# LifeLike Santa Fe diesel not getting traction



## Stroller (Dec 20, 2012)

Hi there. First off I am new here. So with that I have a Life Like Santa Fe Diesel engine that has decided to give me major headaches.

Ok this thing does use the traction tires on the front 4 wheels. The 2 to the front pull it, the back 2 go backwards.

Well I have had this thing since about 1994 or so. Heres the deal. 

I put it up once a year for yup, christmas. My track runs about 28 feet or so.

When I put out I clean the track with 800 grit sand paper and contact cleaner. I clean the contact wheels so they are nice and shiny too.

This year I put it together and it worked fine. Then one day a few weeks ago, it decided it did not want to roll around anymore.

I looked real close and found 1 tire missing. I ordered some off Ebay, they worked ok, but the engine would slip and shake like crazy going forward, perfect going backwards.

I ordered some from Walthers, just got them today. Put the new tires on and now it will sort of go backwards, and does constant burnouts going forward. It will move, but ever so lightly.

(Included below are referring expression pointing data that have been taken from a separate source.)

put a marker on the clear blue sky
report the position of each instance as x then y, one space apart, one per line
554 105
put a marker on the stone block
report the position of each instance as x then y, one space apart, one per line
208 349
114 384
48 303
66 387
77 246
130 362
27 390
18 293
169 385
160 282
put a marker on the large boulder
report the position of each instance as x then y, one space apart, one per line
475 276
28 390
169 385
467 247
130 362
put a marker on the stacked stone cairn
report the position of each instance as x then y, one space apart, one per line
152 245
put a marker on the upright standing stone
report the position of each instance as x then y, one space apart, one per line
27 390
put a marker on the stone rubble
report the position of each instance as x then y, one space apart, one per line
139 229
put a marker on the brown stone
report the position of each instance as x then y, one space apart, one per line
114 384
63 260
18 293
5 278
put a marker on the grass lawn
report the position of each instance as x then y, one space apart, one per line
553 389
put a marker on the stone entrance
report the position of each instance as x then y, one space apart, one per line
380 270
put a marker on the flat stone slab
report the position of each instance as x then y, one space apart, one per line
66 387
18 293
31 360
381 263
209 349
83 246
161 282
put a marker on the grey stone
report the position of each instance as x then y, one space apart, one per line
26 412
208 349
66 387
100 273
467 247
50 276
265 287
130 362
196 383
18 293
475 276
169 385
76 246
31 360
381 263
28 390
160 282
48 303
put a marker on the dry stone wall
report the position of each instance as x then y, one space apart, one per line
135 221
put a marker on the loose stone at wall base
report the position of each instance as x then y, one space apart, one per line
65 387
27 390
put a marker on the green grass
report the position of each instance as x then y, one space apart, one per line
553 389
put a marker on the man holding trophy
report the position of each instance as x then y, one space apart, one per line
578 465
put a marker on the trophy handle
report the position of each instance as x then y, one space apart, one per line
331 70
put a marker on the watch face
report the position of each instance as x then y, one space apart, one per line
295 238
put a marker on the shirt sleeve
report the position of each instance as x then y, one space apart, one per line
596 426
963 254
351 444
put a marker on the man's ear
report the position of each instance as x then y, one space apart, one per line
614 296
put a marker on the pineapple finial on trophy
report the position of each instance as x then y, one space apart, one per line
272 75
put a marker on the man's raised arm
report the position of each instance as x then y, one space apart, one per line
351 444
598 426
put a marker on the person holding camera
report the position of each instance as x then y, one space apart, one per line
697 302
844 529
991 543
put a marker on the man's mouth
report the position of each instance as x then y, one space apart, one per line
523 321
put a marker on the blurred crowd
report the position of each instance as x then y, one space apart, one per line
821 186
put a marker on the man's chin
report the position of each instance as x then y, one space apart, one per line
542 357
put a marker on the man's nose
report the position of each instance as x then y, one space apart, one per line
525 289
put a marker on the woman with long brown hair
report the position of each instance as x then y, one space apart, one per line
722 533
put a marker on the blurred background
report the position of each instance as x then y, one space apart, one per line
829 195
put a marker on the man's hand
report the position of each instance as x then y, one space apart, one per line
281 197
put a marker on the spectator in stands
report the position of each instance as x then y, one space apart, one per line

When I push down on the nose it seems like it wants to take off. When I turn it on and look at the tires making contact, it seems they are ever so lightly resting on the track and spin like crazy if I turn up the juice.

I opened the fuel tank to see if I could put some more flat weights in but it's full. I tried sticking a pad on 1/8 thick foam to try to push the wheels down, no difference. If I were to try to add some wieght, I have no idea where or how. There is bout a 1-2 wide pad across the nose, but that's it. 

Seems real strange it has always worked, except when the transformer went south, and all of sudden nuttin.

Thanks for any help.


----------



## Big Ed (Jun 16, 2009)

What scale is it?


----------



## Stroller (Dec 20, 2012)

big ed said:


> What scale is it?


I think it's an HO scale. It has only the 2 rails and they are about an inch apart.

A little update. I found a way to put 2 fishing sinkers in @ the nose, it helps sort of. As soon as I turn the transformer on the head light is coming to life and it wants to start rolling, even with the littlest of power going in.

Also in my post I meant to say the pad at the nose is only about 1/2" deep and about 1" wide. If this would get the traction to the rails it would take off to the point of de-railing on turns, the front wheels are spinning the way they should. 

I went ahead and checked continuity all around the track and there is no voltage drop anywhere.


----------



## gunrunnerjohn (Nov 10, 2010)

Lifelike would most likely be an HO locomotive.


----------



## rrgrassi (May 3, 2012)

I have repaired life like locos that would do that. Typically the motor drivien truck has traction bands on all four wheels, allowing for forward and reverse movement.

I like to use the Calumet branded HO diesel traction bands.

Your best bet would be to get an Athearn Blue Box loco for that set, IMHO.


----------